A Model For Success

Cords in a nursery present a strangulation hazard that this agency has been grappling with for many years.  Earlier this month we announced an education and public awareness campaign jointly with the Juvenile Products Manufacturers Association to warn parents and caregivers about this hazard.  The campaign focuses on baby monitors, but hopefully its impact will extend to all cords in the nursery.


As both a commissioner and a parent, I am pleased to see the agency participate in this cooperative campaign.  It addresses a real problem in a comprehensive manner.  One alternative would have been to conduct a series of “recalls to warn,” offering consumers a warning label to remind them of the hazard.  We tried such a recall last year.  As you would expect, the consumer reaction was pretty underwhelmed.  A “recall” that consumers do not respond to can easily lead to “recall fatigue.”  Not just offering a label but a comprehensive, cooperative campaign to help parents and caregivers understand, recognize and avoid the hazard is a much better way to advance safety.

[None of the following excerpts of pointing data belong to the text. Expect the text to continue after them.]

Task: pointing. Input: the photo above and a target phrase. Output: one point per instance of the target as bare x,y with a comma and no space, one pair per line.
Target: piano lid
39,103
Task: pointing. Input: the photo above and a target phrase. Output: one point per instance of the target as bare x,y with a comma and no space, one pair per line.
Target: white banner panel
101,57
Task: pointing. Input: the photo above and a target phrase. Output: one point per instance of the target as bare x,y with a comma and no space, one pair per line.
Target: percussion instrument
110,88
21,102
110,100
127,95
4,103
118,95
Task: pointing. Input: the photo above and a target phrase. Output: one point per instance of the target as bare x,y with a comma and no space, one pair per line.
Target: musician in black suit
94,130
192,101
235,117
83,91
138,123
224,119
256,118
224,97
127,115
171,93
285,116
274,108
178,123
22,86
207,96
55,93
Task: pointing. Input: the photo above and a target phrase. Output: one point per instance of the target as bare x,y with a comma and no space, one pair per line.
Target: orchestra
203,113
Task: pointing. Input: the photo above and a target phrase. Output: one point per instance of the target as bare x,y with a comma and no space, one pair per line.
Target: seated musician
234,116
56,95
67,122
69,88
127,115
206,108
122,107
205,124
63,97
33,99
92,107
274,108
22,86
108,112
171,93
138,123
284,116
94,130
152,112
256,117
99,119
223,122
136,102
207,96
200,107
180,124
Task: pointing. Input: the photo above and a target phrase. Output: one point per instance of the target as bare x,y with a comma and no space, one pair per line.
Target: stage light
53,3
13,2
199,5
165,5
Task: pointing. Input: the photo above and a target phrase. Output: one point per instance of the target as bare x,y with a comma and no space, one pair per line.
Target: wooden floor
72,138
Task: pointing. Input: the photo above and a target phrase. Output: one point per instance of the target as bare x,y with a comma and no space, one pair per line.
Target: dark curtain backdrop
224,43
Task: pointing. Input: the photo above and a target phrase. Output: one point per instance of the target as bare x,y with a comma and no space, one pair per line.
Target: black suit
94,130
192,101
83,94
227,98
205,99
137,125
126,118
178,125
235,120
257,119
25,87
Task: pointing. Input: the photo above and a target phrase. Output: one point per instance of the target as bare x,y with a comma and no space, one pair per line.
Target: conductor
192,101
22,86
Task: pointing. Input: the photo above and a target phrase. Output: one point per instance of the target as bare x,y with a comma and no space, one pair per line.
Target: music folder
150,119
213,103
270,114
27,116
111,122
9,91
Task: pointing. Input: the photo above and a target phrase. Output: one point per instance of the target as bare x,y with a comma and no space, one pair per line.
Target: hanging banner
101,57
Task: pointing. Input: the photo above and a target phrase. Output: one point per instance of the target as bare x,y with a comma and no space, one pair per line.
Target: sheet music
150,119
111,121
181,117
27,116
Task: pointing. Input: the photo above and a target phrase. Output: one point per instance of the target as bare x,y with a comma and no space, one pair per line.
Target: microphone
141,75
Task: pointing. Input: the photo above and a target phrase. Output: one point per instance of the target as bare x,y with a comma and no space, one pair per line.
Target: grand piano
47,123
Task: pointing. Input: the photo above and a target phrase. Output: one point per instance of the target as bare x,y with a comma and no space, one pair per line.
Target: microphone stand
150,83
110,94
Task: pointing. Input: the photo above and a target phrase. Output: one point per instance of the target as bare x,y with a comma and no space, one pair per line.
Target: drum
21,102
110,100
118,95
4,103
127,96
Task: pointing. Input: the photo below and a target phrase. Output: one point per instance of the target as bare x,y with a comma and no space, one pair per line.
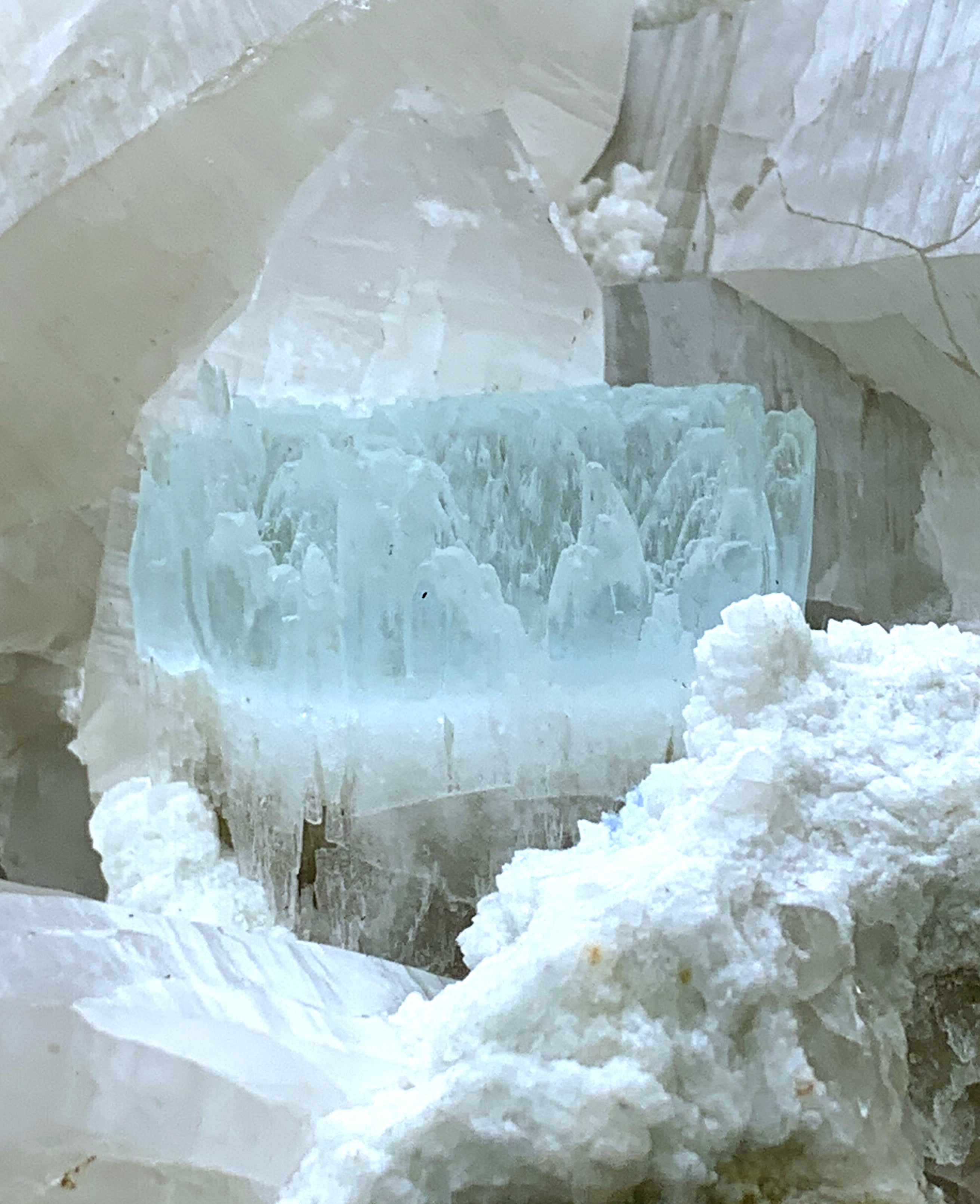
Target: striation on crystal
400,270
404,645
150,1059
147,155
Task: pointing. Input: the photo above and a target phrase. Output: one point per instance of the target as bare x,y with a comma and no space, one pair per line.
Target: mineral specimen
400,270
153,1060
437,633
759,979
147,155
870,560
820,158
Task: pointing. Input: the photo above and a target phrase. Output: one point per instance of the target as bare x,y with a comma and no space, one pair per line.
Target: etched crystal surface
147,155
401,270
403,646
867,559
456,544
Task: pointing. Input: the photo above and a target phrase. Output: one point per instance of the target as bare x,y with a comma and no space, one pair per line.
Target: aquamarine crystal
466,542
403,646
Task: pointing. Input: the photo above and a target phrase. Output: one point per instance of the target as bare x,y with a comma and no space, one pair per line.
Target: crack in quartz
961,359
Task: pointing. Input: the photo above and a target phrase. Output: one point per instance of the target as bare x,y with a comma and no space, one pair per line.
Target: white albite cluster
759,981
617,224
154,1060
162,853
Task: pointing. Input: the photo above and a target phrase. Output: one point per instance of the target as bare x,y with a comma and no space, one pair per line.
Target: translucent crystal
163,144
148,1059
873,448
458,542
403,270
392,649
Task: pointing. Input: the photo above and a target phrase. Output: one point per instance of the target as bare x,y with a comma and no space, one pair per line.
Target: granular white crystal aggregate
713,990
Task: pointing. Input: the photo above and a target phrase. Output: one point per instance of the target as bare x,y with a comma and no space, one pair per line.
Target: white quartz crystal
759,981
417,260
154,1060
147,155
819,156
162,853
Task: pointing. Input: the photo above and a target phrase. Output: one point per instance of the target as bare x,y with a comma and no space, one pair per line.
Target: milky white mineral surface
760,978
875,553
154,1060
147,155
417,260
820,157
161,852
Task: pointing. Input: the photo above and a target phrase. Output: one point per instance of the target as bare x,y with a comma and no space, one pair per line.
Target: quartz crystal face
404,646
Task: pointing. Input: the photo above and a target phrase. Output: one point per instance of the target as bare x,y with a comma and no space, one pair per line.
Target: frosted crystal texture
162,853
163,144
463,543
760,978
869,559
392,649
818,157
401,269
153,1060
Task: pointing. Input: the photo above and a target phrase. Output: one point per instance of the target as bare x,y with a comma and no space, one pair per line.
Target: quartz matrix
460,543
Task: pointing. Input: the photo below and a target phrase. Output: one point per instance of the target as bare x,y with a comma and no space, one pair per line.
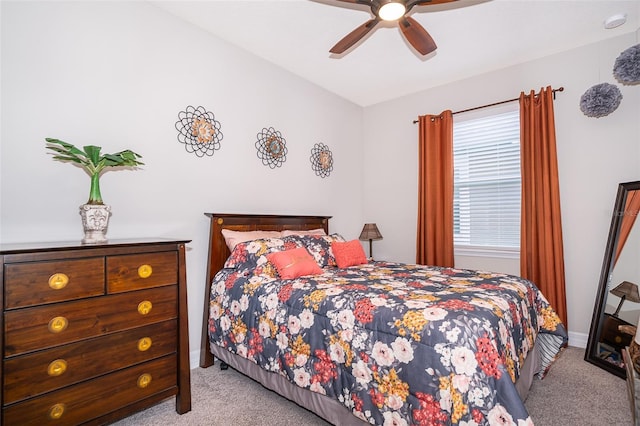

I hope that this campaign provides a model for future agency action in dealing with similar situations.

1 Response to “A Model For Success”

  1. 1 tsaylor July 20, 2012 at 10:24 am

    Commissioner, I couldn’t agree more. Industry is often careful in maintaining a good standing with the CPSC, but mostly in an effort to comply with regulations and avoid recalls and other types of intervention. However, we have the same goal; keeping consumers safe while we fill a need or demand with the products we offer. If there is more active cooperation that is embraced by both sides, we can help to better arm consumers with knowledge and precaution to avoid tragedy. We work in pool products, so this time of year is obviously critical in reminding consumers of the hazards and risks that the summer season exposes. We deploy this education in the form of warnings and other cautionary language, but it doesn’t prevent injury and death, which is often not associated with the products themselves, but the environments they are used in. There should be more cooperation between companies that produce consumer goods, the CPSC and other regulatory agencies to better inform consumers of these hazards and risks. This cooperation should come in the form of campaigns, small or large and express and educate those real risks that consumers often ignore or take for granted.